Zara zgirnius at yahoo.com
Fri Jan 4 06:45:55 UTC 2008


No: HPFGUIDX 180323

> Irene:
> I just don't get it, how it sits together for her - Slytherins are 
not 
> all bad, and yet someone who becomes a better person, stops being 
> suitable for Slytherin.

zgirnius:
I think the source of the confusion is the purpose the house serves 
in the book. 

On the one hand, I believe in Rowling's imagination of the 
Potterverse, it is merely one of four houses in Hogwarts, in which 
roughly 1/4 of the wizard population of the British Isles is/was/will 
be educated. Thus, it is far from true that they are all bad, or that 
there is no one good ever in the house, despite some examples of very 
bad apples coming fron that house.

It is also the house from which the major villain of her story comes, 
and also young Harry's greatest antagonists in the school setting, 
his rival Draco and the teacher he hates, Snape. Since the story is 
centered about Harry, this means most of the Slytherins we meet are 
in Voldemort's gang or in Draco's, but see above, the quarter of the 
merchants in Hogsmeade, or Healers at St. Mungo's, or what have you, 
who are Slytherins, are invisible (and irrelevant) to the readers.

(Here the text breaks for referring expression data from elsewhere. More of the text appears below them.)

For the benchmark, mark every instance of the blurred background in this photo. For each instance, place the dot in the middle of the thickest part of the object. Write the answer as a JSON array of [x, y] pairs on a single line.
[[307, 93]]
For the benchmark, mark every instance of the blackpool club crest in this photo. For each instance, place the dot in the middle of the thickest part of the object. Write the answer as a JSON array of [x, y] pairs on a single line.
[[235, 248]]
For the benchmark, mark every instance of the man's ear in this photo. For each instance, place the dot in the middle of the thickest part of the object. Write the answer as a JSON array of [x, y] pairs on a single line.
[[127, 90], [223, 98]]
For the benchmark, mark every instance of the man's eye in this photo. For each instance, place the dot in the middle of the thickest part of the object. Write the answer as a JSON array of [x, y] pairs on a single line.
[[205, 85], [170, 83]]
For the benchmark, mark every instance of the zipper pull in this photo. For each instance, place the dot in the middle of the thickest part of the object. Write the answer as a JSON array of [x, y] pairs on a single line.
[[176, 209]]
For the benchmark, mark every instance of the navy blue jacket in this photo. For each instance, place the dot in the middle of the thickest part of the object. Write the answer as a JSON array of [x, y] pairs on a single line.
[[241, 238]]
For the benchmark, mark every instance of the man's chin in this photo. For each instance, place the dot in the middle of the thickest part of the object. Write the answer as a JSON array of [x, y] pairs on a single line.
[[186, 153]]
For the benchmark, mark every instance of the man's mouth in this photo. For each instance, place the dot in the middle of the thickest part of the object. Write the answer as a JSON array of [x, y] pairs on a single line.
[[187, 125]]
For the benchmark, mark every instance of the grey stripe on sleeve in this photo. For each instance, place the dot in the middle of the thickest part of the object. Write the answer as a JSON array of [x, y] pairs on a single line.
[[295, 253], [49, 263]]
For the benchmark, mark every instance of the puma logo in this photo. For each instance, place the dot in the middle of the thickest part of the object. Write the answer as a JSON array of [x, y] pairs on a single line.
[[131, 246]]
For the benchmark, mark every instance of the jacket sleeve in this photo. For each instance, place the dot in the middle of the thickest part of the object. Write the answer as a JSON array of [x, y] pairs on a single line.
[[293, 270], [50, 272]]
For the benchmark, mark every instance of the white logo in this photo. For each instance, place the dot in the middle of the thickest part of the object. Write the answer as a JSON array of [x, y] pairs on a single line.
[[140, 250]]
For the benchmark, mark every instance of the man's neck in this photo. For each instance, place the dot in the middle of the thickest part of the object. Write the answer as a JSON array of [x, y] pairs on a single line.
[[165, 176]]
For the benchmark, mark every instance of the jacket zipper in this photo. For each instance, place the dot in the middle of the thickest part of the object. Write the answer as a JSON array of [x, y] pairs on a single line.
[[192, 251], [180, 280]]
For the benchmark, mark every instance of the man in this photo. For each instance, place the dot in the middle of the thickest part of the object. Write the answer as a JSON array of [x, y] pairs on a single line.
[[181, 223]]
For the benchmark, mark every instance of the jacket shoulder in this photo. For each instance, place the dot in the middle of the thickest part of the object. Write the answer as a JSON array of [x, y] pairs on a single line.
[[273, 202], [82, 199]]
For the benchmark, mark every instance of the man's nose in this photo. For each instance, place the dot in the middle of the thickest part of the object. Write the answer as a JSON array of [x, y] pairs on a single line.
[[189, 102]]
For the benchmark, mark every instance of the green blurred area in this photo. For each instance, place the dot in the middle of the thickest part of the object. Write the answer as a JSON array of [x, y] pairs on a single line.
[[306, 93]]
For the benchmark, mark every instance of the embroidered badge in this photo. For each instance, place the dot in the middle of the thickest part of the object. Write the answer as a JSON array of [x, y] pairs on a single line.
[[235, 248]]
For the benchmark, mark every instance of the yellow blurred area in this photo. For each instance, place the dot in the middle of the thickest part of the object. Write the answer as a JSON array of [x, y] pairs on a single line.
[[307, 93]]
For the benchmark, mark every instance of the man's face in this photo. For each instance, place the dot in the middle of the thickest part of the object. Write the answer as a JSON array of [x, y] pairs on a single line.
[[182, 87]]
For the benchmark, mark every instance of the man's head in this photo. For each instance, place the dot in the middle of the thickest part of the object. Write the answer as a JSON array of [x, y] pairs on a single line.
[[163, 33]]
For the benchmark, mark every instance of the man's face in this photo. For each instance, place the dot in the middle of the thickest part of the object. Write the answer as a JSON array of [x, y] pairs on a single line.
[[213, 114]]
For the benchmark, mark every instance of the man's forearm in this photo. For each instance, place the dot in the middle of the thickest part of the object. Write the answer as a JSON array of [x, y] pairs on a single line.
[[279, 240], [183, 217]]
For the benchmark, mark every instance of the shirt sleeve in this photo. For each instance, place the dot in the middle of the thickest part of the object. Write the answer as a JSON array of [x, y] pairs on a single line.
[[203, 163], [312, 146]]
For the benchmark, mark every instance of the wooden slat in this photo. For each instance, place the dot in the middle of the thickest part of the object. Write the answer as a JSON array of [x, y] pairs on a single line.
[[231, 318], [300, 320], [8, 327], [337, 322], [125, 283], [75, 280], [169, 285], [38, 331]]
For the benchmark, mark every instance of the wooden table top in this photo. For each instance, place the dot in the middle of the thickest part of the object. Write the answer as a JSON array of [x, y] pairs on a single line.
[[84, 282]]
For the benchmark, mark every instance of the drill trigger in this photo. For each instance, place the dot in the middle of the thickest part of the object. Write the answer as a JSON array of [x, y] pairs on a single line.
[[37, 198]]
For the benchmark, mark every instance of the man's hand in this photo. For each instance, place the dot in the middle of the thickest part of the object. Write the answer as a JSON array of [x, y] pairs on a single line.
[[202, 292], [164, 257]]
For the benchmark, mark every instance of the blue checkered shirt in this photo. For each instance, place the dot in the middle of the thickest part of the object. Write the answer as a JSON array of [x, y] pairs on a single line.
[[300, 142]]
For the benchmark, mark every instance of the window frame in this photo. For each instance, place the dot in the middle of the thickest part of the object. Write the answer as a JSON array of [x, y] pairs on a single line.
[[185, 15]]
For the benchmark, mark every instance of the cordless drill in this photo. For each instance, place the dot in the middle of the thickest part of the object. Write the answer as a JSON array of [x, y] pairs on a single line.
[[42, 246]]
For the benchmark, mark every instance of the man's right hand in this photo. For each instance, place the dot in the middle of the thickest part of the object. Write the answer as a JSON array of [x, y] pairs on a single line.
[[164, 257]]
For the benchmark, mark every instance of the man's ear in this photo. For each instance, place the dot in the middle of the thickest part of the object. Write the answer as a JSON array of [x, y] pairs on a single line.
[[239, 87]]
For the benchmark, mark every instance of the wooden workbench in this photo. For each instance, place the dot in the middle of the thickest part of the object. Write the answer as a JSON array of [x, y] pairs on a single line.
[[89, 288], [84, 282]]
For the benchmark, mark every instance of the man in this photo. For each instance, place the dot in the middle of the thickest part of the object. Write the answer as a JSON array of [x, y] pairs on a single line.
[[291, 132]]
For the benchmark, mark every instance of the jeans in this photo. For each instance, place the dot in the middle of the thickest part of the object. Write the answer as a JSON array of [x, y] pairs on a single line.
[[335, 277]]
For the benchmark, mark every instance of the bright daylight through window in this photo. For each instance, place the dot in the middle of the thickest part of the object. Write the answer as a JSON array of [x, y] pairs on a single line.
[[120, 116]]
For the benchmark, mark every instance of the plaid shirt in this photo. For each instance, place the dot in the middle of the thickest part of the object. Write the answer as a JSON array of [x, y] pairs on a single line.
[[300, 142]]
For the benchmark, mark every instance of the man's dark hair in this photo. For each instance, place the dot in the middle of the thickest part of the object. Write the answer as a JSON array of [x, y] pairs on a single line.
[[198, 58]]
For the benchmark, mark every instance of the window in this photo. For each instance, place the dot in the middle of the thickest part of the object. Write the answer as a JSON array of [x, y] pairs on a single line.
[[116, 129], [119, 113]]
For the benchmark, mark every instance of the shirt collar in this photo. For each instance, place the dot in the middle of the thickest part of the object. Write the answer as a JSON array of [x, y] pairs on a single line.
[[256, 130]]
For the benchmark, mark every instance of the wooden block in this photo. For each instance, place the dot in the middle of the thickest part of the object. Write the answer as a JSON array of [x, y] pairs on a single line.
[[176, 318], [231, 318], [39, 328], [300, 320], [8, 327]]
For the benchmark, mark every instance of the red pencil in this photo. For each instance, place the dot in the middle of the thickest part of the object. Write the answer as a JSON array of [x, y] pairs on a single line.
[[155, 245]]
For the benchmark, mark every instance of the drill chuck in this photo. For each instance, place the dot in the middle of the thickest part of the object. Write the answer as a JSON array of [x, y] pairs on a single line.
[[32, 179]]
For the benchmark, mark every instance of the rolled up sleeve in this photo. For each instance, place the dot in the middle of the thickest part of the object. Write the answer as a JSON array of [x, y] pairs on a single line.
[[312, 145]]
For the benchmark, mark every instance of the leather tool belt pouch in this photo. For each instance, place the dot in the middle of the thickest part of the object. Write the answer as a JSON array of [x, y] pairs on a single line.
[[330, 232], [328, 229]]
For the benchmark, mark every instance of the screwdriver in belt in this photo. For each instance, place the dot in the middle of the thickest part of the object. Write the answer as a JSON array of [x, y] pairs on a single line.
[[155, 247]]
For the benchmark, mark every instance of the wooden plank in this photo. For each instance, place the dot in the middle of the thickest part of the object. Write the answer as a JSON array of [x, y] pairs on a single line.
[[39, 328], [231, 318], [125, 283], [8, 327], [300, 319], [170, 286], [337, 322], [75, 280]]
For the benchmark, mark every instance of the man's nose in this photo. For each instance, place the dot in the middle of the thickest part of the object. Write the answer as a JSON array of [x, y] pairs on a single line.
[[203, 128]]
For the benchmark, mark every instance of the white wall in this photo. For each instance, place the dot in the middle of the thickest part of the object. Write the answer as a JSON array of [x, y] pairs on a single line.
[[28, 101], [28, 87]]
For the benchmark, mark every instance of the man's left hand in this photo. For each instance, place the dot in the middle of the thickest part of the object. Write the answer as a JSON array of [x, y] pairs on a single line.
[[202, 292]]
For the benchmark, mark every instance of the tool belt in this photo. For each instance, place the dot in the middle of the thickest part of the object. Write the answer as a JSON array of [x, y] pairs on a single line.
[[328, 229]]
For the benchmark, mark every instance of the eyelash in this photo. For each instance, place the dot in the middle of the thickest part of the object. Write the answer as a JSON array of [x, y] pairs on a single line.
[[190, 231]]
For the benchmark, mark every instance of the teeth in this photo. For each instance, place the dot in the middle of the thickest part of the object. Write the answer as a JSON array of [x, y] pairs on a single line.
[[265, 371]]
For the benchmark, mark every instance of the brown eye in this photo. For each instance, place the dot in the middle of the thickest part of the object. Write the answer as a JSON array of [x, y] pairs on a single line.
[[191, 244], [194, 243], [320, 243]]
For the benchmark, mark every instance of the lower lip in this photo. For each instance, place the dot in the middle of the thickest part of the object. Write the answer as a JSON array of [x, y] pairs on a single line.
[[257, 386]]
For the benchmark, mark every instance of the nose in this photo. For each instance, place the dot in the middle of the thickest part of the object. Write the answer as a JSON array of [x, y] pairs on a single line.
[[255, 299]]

As a result, there is what I consider to be a fan misconception, that 
Slytherin is the 'bad house'. I don't think Rowling envisions it so, 
I think the impression was created naturally out of the function in 
the plot/story for the house. And if a fan has this assumption in 
his/her mind when asking a question, what is Rowling supposed to do, 
other than repeat that Slytherins are not all bad?

Based on her answer, she apparently thinks Snape proved himself, as 
an adult, a better fit for Gryffindor. The canon quality which he is 
said (by no less an authority than Adult!Harry) to exemplify above 
all other characters, is courage, not moral rectitude. And courage 
happens to be *the* Gryffindor trait.